First it was like "Hey maybe we could say, if too many asteroids come close we'll blow up the moon." It's got a lot going for it. I mean the explosion would probably break the moon up into lots of other angry asteroids ready to strike us despite having wanted to do nothing but be a big ol' glowin' moon beforehand. So that's good. The problem though, is the moon's far away and there's no people on it. I mean it was want to come up with a ridiculous idea, it's got to involve innocent people, not just innocent moons!

Then we were like "Hey, I know, how bout something preemptive" Everyone loves preemptive. And "there's lots of people in Los Angeles what if they attacked Los Angeles?" Since they'd probably have to be a sleeper cell in LA to attack it (like how they did on that show Sleeper Cell) they might live here already.

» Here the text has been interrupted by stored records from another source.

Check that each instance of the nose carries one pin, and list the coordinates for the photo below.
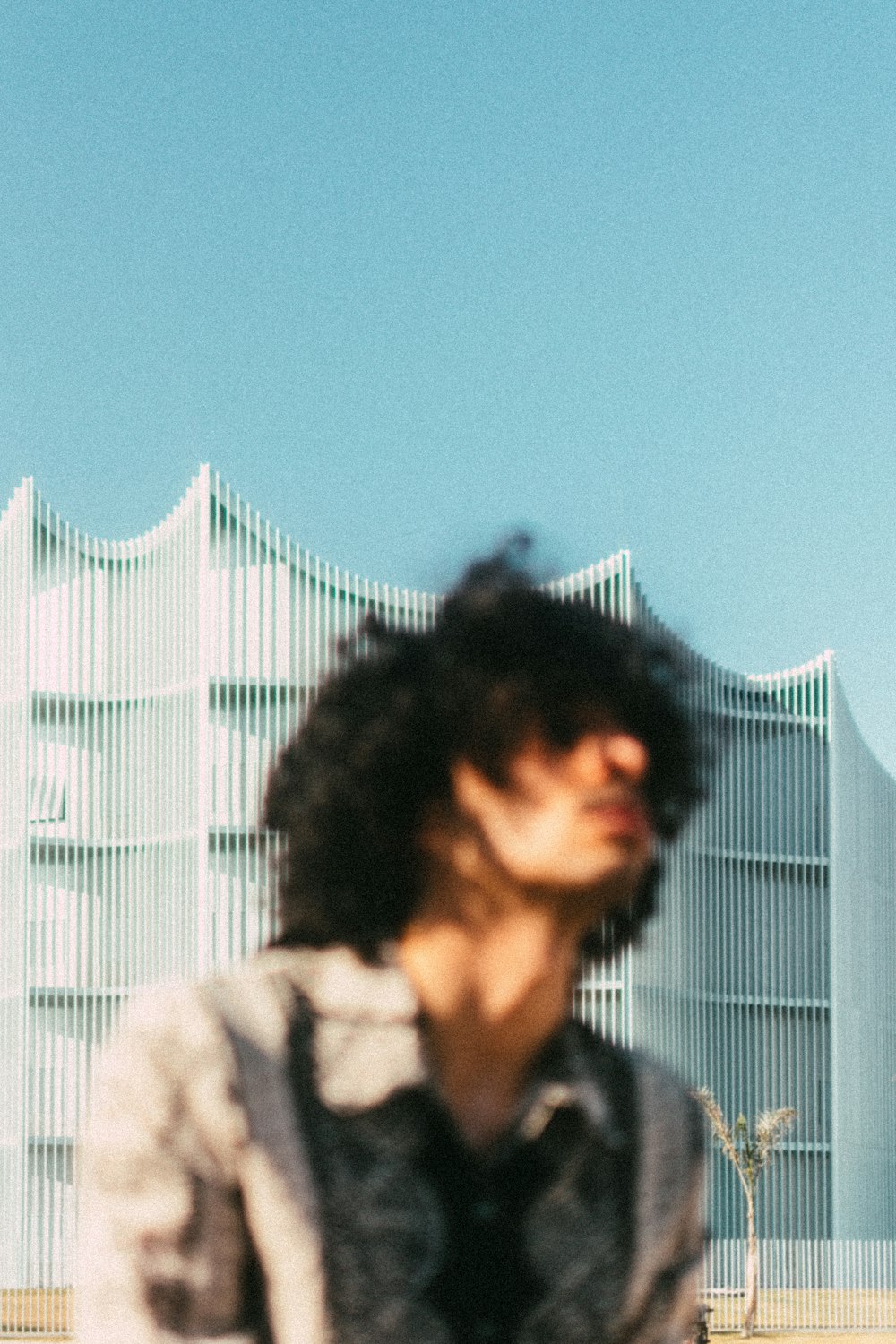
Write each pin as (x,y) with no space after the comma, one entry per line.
(611,754)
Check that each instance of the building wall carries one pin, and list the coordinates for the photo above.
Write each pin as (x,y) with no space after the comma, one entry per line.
(863,952)
(150,685)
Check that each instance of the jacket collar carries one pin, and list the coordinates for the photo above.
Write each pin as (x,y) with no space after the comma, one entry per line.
(368,1042)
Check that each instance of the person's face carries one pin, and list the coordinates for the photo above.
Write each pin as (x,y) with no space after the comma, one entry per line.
(567,819)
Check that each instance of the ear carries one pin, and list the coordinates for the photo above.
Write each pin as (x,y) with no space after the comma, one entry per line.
(471,790)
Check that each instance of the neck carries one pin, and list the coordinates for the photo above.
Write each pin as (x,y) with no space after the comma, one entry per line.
(493,970)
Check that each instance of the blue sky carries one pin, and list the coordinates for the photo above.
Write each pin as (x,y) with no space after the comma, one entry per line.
(414,274)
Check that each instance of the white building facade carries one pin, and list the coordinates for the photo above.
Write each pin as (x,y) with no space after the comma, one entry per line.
(145,690)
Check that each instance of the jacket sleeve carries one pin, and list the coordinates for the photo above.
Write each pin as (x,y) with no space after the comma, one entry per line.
(669,1217)
(163,1247)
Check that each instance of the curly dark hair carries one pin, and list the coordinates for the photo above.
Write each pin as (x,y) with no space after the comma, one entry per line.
(503,661)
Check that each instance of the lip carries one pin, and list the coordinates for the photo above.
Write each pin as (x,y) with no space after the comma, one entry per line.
(621,816)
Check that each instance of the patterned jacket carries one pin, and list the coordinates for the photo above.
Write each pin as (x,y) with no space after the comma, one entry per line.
(202,1193)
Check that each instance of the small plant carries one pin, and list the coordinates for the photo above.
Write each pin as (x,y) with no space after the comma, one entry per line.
(750,1150)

Sleeper Cells get thirsty so Paul suggested we poison the city's water supply. Willie agreed. "It'll kill lots of other people too. Totally ridiculous. Totally evil." Then Matt chimed in saying "if terrorists had bottled water they might not need to get thirsty." Damn! "Or camels," Paul further added. Because he seemed to recall that "most terrorists carry their water in camels, which seems like a fact that would make them easier to spot but instead nope." So that plan was off.

We sat around tossing more ideas, but no one really knew where to get a Death Star, and then the conversation just degraded to us taking turns suggesting we "wreak havoc," with any noun we thought of and then then word "diabolical" placed in front of it. We didn't know most of the things would work though so that was a problem. I mean, "diabolical magnets," and "diabolical oatmeal," sounded pretty darn evil, but their uses were unclear.

Anyway, we gave up on being more evil than the republicans and instead helped write some youtube shorts that'll start airing in a day or so. We'll let you know when they're up. In the meantime, have a good one America, and stay diabolical!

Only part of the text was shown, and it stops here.